Since the pigments we add to slip (a very thinned form of clay) in order to paint with clay are water-based and not intended to be fired, as are e.g. glazes, the slab fired monochromatically, almost like a photographic negative of its final print.   Hopefully being able to look at the slab up close together with its last print helps people conceptualize how the prints are made.

There is a reason the gallery is called The Tree Rooms Gallery.  The windows look out on the beautiful Pendle Hill grounds.




The reception was very well attended.  It was great to see old friends and to make new ones.  Here I am greeting John Meyer, the Communications and Outreach Coordinator, who designed the wonderful flyer:







Susan Turkel and Mark Hillegonds looking at the clay slab:


My brother-in-law David taking a photo of a mixed-media clay monoprint - a clay monoprint with added ceramic pieces and seed pods.
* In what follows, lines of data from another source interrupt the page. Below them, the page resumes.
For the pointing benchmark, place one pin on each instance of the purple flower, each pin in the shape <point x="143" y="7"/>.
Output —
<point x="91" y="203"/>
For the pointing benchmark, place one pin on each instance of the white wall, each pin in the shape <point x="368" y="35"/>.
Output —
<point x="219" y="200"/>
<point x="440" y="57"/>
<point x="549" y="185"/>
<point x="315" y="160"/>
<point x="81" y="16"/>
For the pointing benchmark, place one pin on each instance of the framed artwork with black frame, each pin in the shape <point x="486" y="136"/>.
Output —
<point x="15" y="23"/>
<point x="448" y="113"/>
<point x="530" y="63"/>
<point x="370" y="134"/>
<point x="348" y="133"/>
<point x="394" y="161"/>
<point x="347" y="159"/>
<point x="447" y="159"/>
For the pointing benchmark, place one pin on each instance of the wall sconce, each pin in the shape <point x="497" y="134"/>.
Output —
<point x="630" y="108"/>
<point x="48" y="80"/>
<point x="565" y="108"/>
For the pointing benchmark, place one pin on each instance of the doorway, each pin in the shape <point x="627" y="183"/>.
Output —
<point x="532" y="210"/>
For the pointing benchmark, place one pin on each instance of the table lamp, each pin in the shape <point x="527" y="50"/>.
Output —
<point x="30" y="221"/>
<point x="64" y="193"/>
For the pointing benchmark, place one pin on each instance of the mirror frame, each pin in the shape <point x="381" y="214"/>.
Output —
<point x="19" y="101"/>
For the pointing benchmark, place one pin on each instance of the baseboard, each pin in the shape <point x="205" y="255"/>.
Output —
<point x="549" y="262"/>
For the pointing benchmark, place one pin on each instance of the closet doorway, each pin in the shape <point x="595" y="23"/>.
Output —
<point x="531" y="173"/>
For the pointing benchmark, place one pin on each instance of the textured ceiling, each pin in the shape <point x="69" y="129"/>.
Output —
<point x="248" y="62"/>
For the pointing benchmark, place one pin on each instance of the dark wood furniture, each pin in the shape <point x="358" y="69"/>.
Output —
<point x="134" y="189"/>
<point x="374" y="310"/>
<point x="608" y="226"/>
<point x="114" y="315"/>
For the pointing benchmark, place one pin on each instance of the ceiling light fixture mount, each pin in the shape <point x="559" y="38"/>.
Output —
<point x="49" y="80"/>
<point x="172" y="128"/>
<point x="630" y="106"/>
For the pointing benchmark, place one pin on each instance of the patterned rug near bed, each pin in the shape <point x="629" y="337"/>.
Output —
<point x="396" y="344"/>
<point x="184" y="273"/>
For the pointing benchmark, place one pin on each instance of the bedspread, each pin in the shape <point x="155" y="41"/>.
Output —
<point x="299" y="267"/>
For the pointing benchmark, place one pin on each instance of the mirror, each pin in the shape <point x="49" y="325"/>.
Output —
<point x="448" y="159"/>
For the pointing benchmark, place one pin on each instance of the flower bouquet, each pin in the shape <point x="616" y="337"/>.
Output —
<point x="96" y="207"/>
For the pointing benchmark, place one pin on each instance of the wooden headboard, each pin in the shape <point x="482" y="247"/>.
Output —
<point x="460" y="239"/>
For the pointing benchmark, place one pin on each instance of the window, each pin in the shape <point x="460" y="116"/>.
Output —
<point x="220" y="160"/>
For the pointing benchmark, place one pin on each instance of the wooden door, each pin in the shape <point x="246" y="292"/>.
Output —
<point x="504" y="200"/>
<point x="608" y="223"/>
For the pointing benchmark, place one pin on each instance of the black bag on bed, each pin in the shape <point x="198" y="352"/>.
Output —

John Benigno, from my DEEP SIX group was there with his wife Chris, as was Melvin Chappell, another DEEP SIXer.



Sue Long, from our Women With A View artists group:



I guess I talked with my hands, during my artist's talk:



I had tools in the blue tote bag to help illustrate how clay monoprints are made.  The bag was made from my print Unexpected Doorway at https://pixels.com/profiles/susan-richards.html/:



Making clay monoprints has been an unexpected doorway for me, as has this exhibit.  I know that making clay monoprints will be part of my art practice as long as I am able.  I am grateful to Mitch Lyons for so patiently developing clay monoprinting and for teaching and sharing it so generously.